I was fortunate to have most of the pieces lying around.  If I had nothing, I think it could be done for less than $100 and probably much less.  High cost items are adapter to hold chuck ~$20, acme thread and anti-backlash nut ~$20.  Single point thread mills can be $30-40, but for square threads the little dremel tool is only about $5.00.  



thrustmonkey said:


> Wish I could make it there. Very interesting. Really nice clean threads. What about the cost?
> 
> Really nice threads.


----------



## Ed McDonnell (Mar 22, 2015)

It's quite a hike for me to get to VA, but this makes it pretty tempting.  Nice job on the jig.

Ed


----------



## BRobbins629 (Mar 22, 2015)

Love to have you - would even clear a demo spot for you!!



Ed McDonnell said:


> It's quite a hike for me to get to VA, but this makes it pretty tempting.  Nice job on the jig.
> 
> Ed


----------



## wyone (Mar 22, 2015)

I am waiting for the instructions to make this to be posted in the Library..


----------



## low_48 (Mar 24, 2015)

Is it just me, or just the photo? But that double start in Alumilite looks like it has two different depths.
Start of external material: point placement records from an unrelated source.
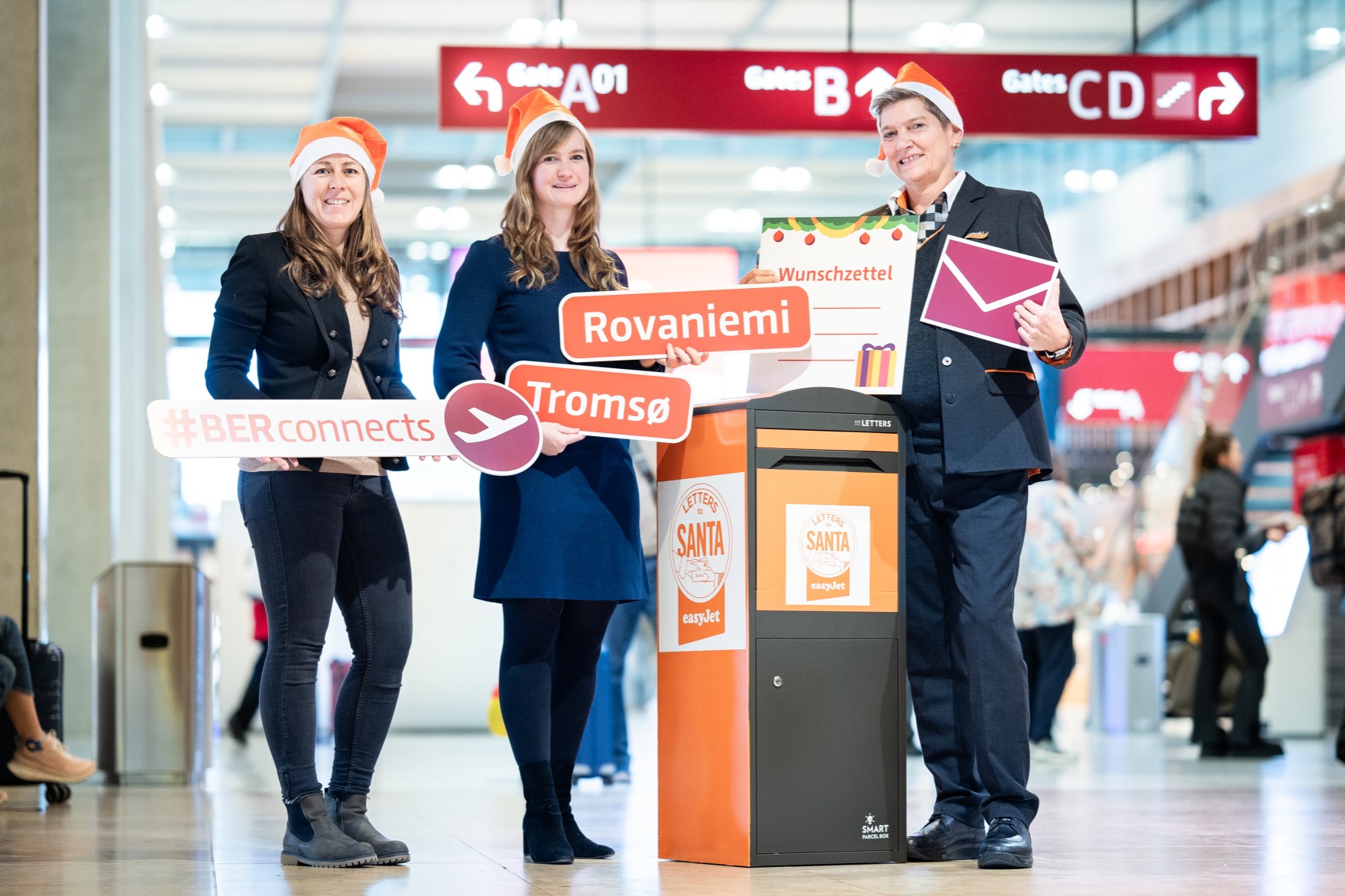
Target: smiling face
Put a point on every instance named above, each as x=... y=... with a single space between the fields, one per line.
x=918 y=146
x=561 y=176
x=334 y=192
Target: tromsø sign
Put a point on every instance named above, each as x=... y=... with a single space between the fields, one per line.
x=745 y=92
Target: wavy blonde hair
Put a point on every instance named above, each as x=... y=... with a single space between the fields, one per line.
x=313 y=264
x=525 y=236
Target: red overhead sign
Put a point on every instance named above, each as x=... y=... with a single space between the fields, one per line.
x=745 y=92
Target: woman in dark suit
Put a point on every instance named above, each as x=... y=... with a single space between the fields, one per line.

I'm also wondering about the fit of the nut on a square thread. Isn't the advantage of a tapered cut that you can adjust the depth to bring up a good fit. Isn't the square going to either rattle or be too tight? Seems like the square thread is going to be very difficult to get the fit. Nice jig, just thinking out loud.


----------



## BRobbins629 (Mar 25, 2015)

Good eye! Hadn't noticed that on the double start.  Either the set-up or a little runout.  

Square threads have always fascinated me from the first time I saw the on a pen made by Dan Symonds.  Dan now making them for Franklin-Christoph.

Model 19 Fountain Pen - Franklin-Christoph Fine Writing 

The thing that makes them work (at least for me) is that the cutter is a few thousands thicker than .050 and that the pitch is 10 TPI.  I've only made a few pieces with this, but definitely not too tight and doesn't seem to rattle. One advantage is less prone to chip. 



low_48 said:


> Is it just me, or just the photo? But that double start in Alumilite looks like it has two different depths. I'm also wondering about the fit of the nut on a square thread. Isn't the advantage of a tapered cut that you can adjust the depth to bring up a good fit. Isn't the square going to either rattle or be too tight? Seems like the square thread is going to be very difficult to get the fit. Nice jig, just thinking out loud.


----------



## low_48 (Mar 25, 2015)

Thanks Bruce, nice job!



BRobbins629 said:


> Good eye! Hadn't noticed that on the double start.  Either the set-up or a little runout.
> 
> Square threads have always fascinated me from the first time I saw the on a pen made by Dan Symonds.  Dan now making them for Franklin-Christoph.
> 
> ...


----------



## walshjp17 (Mar 25, 2015)

Nice jig, Bruce.  Perhaps you might want to collaborate with the WC guys to come up with a hardware kit similar to the one they put together last year for the Celtic Knot jig.


----------